Have I said that before?

NEXT!

So, having abandoned hope of absolute originality, let me say something about the setting in which I find myself. The world seems happy. The world seems full of kindness. The world is a likeable planet.

Also, I've begun reading, in addition to approximately 15 other books I'm reading, Reading Lolita in Tehran. I read it so far as a warning to revolutionaries everywhere to abandon purism and short-sighted anhedonism. I can certainly imagine that what happened in Iran 30 odd years ago could happen here, especially the defeat of alternative-lifestyle movements and groups and individuals. It is also a reminder and a warning ( to me) that belief in the power of literature and the imagination are necessary but perhaps not sufficient when battling a reactionary state is involved. I know that writing can be inspirational but it can't alone change what life appears to be becoming.

BE Careful.

Love,

c*

Tuesday, March 9, 2010

greetings

pepper in the foam
parents in the foam

Goddess gives a lover

People feel love and I feel a dress.



Pain

Sunday, March 7, 2010

Grateful Dead Poet

Certainly a time to feel satisfaction with some of my accomplishments.

What could those be?

Less paranoia, less depression, less anger, more ease in social and home relationships.

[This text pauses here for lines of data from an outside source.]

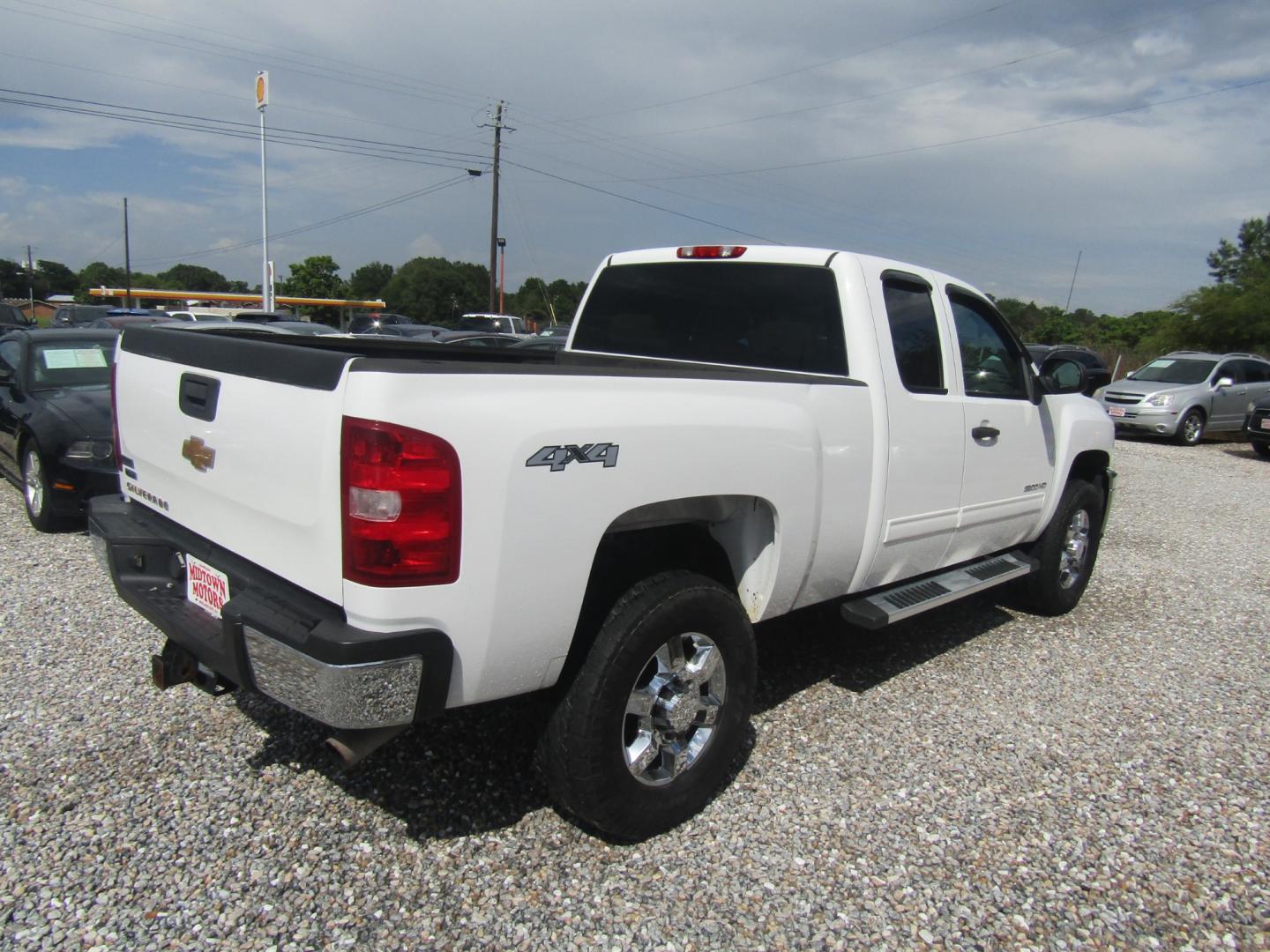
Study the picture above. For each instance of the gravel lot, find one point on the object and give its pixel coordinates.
(975, 778)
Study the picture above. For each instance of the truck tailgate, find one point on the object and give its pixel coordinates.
(238, 441)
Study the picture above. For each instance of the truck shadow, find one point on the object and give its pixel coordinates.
(471, 770)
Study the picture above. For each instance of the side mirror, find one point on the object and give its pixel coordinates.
(1061, 375)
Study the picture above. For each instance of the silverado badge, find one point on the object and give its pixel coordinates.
(201, 456)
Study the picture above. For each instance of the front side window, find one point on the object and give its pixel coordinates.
(773, 316)
(990, 363)
(915, 334)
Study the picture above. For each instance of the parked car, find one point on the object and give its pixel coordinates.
(542, 344)
(1096, 374)
(1258, 426)
(79, 315)
(254, 316)
(419, 331)
(56, 441)
(129, 319)
(196, 317)
(494, 324)
(11, 316)
(366, 323)
(1188, 394)
(475, 338)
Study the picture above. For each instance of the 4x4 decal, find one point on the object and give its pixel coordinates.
(559, 457)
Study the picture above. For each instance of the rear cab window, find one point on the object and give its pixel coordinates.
(762, 315)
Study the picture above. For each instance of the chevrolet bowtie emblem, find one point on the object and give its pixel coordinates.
(201, 456)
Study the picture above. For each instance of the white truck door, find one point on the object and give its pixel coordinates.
(1009, 441)
(925, 426)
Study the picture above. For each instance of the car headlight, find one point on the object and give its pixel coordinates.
(89, 450)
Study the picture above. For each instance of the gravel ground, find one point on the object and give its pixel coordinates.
(975, 778)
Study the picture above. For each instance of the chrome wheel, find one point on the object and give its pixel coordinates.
(34, 482)
(1071, 565)
(673, 709)
(1192, 428)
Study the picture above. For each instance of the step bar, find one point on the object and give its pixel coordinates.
(893, 605)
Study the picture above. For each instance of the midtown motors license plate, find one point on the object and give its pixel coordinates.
(206, 587)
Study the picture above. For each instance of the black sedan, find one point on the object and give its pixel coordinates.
(1258, 426)
(56, 441)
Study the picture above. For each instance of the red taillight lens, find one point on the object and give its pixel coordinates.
(115, 419)
(698, 251)
(401, 505)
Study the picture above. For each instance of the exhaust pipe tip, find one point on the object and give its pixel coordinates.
(351, 747)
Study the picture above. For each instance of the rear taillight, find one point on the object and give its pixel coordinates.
(706, 251)
(115, 418)
(401, 505)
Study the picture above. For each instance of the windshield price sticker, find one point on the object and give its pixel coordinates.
(66, 358)
(207, 587)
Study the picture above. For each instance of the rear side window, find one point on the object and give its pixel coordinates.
(773, 316)
(914, 333)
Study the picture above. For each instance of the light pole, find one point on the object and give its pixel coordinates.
(262, 100)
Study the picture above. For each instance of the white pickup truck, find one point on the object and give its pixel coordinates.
(372, 531)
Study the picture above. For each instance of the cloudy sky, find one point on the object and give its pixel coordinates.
(996, 140)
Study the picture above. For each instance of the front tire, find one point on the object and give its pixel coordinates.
(651, 726)
(1065, 553)
(36, 490)
(1191, 428)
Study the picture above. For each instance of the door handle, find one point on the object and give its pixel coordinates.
(984, 435)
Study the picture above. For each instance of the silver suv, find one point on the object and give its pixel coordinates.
(1186, 394)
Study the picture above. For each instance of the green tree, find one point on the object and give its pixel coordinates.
(1229, 316)
(437, 291)
(192, 277)
(315, 277)
(13, 279)
(1231, 264)
(56, 279)
(95, 276)
(367, 283)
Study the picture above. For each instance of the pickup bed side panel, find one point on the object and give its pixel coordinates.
(260, 481)
(531, 531)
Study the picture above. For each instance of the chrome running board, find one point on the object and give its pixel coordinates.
(888, 606)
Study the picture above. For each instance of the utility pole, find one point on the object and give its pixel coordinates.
(493, 225)
(127, 259)
(1067, 308)
(262, 100)
(31, 287)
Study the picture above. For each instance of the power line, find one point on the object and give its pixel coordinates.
(640, 202)
(312, 227)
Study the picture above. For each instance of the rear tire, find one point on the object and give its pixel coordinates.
(36, 490)
(1065, 551)
(651, 726)
(1191, 428)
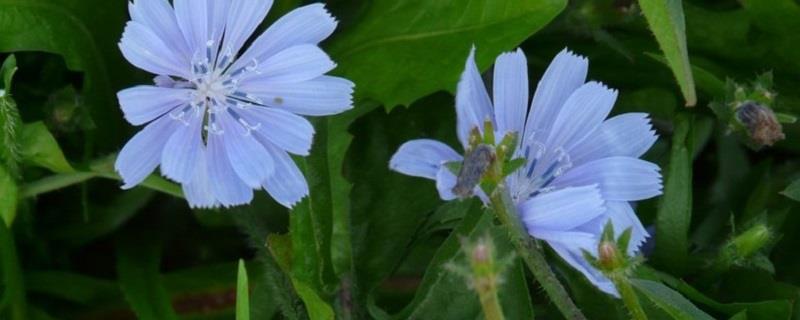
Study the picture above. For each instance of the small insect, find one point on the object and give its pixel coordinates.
(475, 164)
(762, 125)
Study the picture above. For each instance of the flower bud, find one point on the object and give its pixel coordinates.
(751, 241)
(761, 124)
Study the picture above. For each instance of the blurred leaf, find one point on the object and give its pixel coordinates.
(444, 294)
(666, 20)
(8, 197)
(72, 287)
(40, 148)
(242, 294)
(675, 207)
(669, 301)
(281, 247)
(10, 120)
(402, 50)
(14, 303)
(138, 260)
(80, 32)
(793, 191)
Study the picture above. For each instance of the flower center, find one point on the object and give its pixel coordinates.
(544, 164)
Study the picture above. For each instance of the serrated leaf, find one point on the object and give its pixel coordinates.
(85, 33)
(675, 206)
(666, 20)
(669, 301)
(242, 293)
(402, 50)
(40, 148)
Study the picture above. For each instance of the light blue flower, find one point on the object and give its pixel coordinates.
(221, 120)
(581, 170)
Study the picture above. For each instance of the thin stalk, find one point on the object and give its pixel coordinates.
(532, 254)
(629, 298)
(490, 303)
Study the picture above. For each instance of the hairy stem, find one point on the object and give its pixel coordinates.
(629, 298)
(532, 254)
(490, 303)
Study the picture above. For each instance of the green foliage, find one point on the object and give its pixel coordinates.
(372, 243)
(242, 294)
(668, 25)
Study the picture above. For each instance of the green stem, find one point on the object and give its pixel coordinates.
(491, 304)
(102, 168)
(12, 274)
(532, 254)
(629, 298)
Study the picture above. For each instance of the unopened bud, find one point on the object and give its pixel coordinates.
(762, 126)
(475, 164)
(608, 256)
(751, 241)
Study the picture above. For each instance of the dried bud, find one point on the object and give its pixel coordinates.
(475, 164)
(762, 126)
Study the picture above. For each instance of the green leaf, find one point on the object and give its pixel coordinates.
(242, 294)
(85, 33)
(8, 197)
(40, 148)
(138, 260)
(444, 294)
(666, 20)
(402, 50)
(14, 294)
(675, 207)
(281, 247)
(793, 191)
(669, 301)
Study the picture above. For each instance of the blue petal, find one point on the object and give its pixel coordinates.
(183, 149)
(198, 190)
(142, 104)
(226, 185)
(565, 74)
(563, 209)
(581, 115)
(284, 129)
(422, 158)
(145, 50)
(295, 64)
(141, 155)
(287, 185)
(628, 135)
(322, 96)
(159, 17)
(511, 92)
(243, 19)
(249, 159)
(473, 106)
(619, 178)
(305, 25)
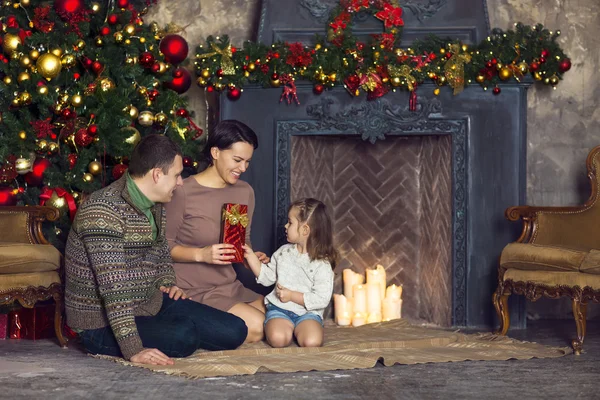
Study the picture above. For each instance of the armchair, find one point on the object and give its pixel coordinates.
(29, 265)
(557, 255)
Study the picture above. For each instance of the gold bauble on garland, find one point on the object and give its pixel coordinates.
(146, 118)
(48, 65)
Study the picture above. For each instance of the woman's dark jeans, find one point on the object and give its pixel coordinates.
(180, 328)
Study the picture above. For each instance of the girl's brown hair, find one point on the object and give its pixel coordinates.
(320, 241)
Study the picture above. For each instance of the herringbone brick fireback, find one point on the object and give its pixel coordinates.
(391, 205)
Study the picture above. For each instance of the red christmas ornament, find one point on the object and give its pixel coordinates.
(146, 59)
(182, 83)
(234, 93)
(93, 129)
(175, 48)
(7, 196)
(119, 170)
(83, 138)
(69, 6)
(36, 176)
(564, 65)
(97, 67)
(188, 162)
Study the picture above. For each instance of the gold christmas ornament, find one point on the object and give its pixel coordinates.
(49, 65)
(11, 43)
(132, 136)
(23, 76)
(87, 177)
(146, 118)
(76, 100)
(22, 165)
(106, 84)
(161, 119)
(95, 168)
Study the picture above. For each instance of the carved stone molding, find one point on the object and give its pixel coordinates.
(373, 121)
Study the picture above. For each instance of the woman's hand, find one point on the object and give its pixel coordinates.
(220, 254)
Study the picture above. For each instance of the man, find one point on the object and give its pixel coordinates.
(120, 285)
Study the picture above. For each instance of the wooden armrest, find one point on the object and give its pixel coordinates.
(36, 215)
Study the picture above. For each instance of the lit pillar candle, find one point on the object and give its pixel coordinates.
(373, 297)
(350, 279)
(358, 319)
(343, 309)
(359, 301)
(377, 275)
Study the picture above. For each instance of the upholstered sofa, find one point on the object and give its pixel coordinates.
(29, 266)
(557, 254)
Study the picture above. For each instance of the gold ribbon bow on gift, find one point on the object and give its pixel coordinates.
(403, 72)
(226, 61)
(455, 68)
(234, 216)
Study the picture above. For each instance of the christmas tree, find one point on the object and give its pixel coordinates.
(80, 84)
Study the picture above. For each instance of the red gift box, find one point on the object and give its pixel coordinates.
(3, 326)
(235, 220)
(32, 323)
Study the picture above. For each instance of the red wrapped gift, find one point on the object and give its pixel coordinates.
(235, 220)
(3, 326)
(32, 323)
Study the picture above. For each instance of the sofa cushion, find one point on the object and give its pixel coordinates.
(553, 279)
(541, 257)
(17, 258)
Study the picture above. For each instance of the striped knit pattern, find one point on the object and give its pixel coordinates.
(113, 267)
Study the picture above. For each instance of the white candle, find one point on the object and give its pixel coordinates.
(342, 309)
(373, 297)
(358, 319)
(359, 301)
(351, 278)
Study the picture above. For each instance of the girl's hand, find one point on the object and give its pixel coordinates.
(220, 254)
(284, 295)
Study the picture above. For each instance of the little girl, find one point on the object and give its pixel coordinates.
(303, 271)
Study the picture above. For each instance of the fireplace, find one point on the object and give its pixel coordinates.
(454, 165)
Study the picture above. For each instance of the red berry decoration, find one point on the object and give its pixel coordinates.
(564, 65)
(146, 59)
(119, 170)
(97, 67)
(234, 93)
(182, 83)
(68, 6)
(175, 48)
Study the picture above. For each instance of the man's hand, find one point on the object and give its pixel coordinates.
(284, 295)
(152, 356)
(174, 292)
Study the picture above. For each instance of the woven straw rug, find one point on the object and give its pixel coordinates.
(393, 342)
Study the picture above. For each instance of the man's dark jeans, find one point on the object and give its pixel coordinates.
(180, 328)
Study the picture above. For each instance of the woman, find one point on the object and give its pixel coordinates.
(203, 267)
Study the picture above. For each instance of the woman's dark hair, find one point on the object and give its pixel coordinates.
(225, 134)
(320, 241)
(153, 151)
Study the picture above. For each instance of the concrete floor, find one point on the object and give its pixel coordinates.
(41, 369)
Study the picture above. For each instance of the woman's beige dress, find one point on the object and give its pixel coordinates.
(194, 220)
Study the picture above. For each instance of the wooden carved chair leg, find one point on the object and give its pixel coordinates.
(58, 323)
(500, 300)
(580, 314)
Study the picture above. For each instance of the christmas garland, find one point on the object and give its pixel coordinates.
(381, 65)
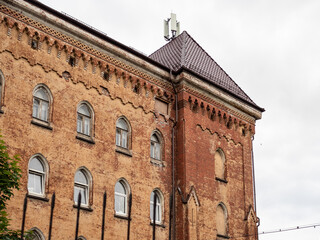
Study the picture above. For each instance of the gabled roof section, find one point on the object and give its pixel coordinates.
(184, 52)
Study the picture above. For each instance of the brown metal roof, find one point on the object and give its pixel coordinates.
(184, 52)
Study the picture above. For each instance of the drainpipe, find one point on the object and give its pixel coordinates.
(253, 176)
(173, 222)
(254, 187)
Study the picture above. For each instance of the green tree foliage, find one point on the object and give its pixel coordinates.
(10, 175)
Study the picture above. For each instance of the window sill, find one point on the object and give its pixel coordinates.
(85, 138)
(222, 236)
(85, 208)
(157, 162)
(221, 180)
(158, 224)
(38, 197)
(121, 217)
(124, 151)
(41, 123)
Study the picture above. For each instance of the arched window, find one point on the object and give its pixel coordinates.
(220, 168)
(222, 220)
(1, 88)
(122, 133)
(84, 119)
(82, 185)
(36, 234)
(41, 103)
(157, 196)
(155, 146)
(37, 175)
(121, 193)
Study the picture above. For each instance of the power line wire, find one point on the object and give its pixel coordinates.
(290, 228)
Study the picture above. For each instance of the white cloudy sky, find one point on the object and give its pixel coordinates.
(271, 48)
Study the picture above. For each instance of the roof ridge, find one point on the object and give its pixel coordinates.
(215, 62)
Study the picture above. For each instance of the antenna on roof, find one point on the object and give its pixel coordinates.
(175, 27)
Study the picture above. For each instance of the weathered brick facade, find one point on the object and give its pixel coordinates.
(37, 47)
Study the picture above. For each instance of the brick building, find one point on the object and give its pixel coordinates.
(169, 132)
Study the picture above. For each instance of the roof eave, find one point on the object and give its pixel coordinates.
(95, 33)
(183, 68)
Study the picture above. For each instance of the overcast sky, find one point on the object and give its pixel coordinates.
(271, 49)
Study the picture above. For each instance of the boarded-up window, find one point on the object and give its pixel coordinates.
(219, 159)
(161, 106)
(221, 220)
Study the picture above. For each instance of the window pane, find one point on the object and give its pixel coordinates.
(80, 178)
(120, 204)
(154, 138)
(35, 183)
(118, 137)
(119, 188)
(86, 126)
(79, 124)
(44, 111)
(84, 109)
(35, 164)
(152, 150)
(158, 207)
(42, 94)
(158, 213)
(124, 139)
(157, 151)
(122, 124)
(35, 111)
(83, 192)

Oh, my new medicine was giving me fast/skipping heartbeats, so I stopped taking it.


* * *


Fame -- I want to live forever!

Since I'm hellbent on obtaining fame, I invite you my readers, to spread the word of my great achievements.

You might want to start with my being alive in the face of all odds, including the ones that weren't my fault. I can love anyone for who they are.

Next:

the emptiness of fame

Tuesday, March 2, 2010

Mean

I challenge anybody, no matter what I have said about them to their face or behind their back to show that my mean streak is worse than theirs.